A little fire inside.

In vino veratis. Perhaps, albeit in Guinness and Dram another story births. The tale of the amber little flame in the great house of grain.

The best and worst numb evasion and submission droops with each swallow - 'I miss my barman, Steve'. The answer was a truth ambushed in the moment. I project and search through a cumulative mind-map of a good chunk of 18 or so months past. My Barman. Certainly a novel concept - never had need nor opportunity to have one before. There I sat, opaque in the mind's eye gazing back, a foreigner in a foreign pub, feeling heritage run strong and thick through these veins; just wishing I had the pin to point...

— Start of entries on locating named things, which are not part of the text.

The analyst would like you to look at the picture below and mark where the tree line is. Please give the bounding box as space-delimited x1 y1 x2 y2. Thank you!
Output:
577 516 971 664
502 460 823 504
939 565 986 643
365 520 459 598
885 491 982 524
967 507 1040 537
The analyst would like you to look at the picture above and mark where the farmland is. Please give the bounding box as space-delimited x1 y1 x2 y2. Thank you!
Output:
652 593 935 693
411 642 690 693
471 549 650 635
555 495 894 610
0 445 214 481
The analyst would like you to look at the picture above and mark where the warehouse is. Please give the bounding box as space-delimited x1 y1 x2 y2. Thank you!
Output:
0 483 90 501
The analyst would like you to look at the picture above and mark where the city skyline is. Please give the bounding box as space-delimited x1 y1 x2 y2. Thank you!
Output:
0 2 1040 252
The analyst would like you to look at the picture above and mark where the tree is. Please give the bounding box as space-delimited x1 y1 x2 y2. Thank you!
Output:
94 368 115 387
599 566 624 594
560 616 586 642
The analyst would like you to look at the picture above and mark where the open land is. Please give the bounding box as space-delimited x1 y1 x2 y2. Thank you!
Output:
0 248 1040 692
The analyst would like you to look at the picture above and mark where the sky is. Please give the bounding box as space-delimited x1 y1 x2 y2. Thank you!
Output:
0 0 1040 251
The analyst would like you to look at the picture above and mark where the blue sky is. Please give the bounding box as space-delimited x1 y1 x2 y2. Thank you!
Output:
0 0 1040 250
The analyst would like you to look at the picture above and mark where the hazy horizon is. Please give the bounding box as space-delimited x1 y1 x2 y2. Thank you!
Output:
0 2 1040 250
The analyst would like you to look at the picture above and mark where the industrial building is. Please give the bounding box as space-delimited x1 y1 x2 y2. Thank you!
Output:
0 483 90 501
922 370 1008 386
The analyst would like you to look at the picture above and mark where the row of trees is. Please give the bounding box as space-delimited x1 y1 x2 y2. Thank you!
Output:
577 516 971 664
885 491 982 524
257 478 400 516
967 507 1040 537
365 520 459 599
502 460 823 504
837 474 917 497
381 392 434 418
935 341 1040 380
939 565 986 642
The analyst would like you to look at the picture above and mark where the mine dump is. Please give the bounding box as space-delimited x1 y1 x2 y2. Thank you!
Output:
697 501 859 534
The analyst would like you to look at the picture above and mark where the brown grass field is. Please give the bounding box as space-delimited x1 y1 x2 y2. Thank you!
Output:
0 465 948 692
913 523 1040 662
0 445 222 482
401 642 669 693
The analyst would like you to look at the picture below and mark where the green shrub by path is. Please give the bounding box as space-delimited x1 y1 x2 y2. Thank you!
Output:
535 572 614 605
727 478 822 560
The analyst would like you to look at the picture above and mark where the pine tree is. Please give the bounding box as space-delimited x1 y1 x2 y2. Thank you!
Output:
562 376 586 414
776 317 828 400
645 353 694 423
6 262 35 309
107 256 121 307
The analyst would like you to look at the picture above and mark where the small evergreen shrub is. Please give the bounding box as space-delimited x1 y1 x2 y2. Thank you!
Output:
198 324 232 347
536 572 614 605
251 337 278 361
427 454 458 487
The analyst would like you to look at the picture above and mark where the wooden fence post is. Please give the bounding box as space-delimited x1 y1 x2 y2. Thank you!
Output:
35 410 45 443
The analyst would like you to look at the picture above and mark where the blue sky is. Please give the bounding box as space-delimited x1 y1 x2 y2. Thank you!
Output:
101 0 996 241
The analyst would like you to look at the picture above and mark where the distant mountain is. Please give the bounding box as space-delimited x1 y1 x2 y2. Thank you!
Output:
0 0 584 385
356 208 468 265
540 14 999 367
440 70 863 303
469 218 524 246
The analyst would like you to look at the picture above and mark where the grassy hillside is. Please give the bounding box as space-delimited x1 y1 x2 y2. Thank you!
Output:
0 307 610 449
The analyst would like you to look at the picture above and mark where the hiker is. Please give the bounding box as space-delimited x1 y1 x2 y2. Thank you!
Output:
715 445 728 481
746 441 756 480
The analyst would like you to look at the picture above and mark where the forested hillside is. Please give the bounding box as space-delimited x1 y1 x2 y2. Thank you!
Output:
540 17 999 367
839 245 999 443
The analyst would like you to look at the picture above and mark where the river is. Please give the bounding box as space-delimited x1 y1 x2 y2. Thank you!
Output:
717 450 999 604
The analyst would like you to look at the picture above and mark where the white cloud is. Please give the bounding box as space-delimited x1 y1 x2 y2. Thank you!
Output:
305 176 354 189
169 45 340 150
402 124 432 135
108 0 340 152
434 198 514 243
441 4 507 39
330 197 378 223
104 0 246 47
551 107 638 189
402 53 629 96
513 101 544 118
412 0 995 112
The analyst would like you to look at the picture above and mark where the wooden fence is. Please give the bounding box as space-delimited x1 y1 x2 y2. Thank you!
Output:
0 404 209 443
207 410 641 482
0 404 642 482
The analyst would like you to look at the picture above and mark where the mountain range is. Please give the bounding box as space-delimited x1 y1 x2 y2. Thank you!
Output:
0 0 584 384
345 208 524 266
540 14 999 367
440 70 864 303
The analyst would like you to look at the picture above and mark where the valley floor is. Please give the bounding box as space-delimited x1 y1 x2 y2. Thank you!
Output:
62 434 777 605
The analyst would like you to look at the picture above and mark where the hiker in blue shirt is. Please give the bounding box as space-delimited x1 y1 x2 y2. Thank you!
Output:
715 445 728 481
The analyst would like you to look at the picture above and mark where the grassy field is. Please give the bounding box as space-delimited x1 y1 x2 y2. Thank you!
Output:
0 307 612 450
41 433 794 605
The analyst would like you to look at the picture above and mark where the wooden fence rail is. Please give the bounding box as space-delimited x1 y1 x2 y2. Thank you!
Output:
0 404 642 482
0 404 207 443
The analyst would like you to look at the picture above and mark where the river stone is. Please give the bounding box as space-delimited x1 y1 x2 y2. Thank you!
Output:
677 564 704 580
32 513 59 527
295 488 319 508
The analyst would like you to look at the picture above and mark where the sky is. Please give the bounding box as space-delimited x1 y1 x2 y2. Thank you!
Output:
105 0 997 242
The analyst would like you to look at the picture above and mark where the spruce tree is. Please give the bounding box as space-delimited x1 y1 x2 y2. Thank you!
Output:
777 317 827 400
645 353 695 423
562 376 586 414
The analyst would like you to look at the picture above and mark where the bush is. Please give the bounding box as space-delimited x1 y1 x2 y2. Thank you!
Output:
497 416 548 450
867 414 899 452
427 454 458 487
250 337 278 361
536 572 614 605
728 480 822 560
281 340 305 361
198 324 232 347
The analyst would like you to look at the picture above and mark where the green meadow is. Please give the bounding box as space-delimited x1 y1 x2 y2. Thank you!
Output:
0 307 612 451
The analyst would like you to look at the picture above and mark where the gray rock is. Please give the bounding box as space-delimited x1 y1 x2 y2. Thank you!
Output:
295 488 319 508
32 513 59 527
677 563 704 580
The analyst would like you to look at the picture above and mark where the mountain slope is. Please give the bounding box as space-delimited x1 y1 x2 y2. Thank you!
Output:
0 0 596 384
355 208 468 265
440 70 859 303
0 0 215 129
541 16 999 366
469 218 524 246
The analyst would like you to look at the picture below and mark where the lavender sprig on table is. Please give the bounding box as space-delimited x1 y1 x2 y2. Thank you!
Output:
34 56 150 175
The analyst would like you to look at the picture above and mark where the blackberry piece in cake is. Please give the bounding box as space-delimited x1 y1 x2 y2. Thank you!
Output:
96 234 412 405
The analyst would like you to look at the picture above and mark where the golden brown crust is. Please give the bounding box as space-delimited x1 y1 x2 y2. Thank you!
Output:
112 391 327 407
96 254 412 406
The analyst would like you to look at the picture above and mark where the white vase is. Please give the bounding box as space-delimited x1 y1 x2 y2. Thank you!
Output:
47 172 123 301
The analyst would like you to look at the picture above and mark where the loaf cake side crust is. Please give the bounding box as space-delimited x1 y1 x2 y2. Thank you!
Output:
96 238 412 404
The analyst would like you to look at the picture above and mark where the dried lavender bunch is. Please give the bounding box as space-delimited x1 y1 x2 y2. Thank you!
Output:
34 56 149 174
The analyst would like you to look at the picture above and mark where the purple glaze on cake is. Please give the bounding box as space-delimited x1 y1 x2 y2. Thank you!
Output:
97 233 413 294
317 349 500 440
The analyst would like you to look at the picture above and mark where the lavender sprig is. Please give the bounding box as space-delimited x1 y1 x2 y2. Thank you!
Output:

Indeed. I sit, or rather, slump with these two odd glasses, clutching the small short as if the hand of an old friend in reunion, inhaling the wafts that hang heavily over the liquid, contemplation collapsing in a coil within this beachside freehouse.
The atmosphere is effervecent with oestrogen, testosterone arcs threatening sparks across the wooden ceiling but I'm too numb and engrossed to pay heed to the thumping of the polymer-pop-soundtrack, shreiking vibrato, bowel shuddering bass mixes with a hundred voices spraying and colliding into a foaming fuzz of chaotic noise... I hear nothing and sift through gold and black in silence, unwilling to deviate from said solstice.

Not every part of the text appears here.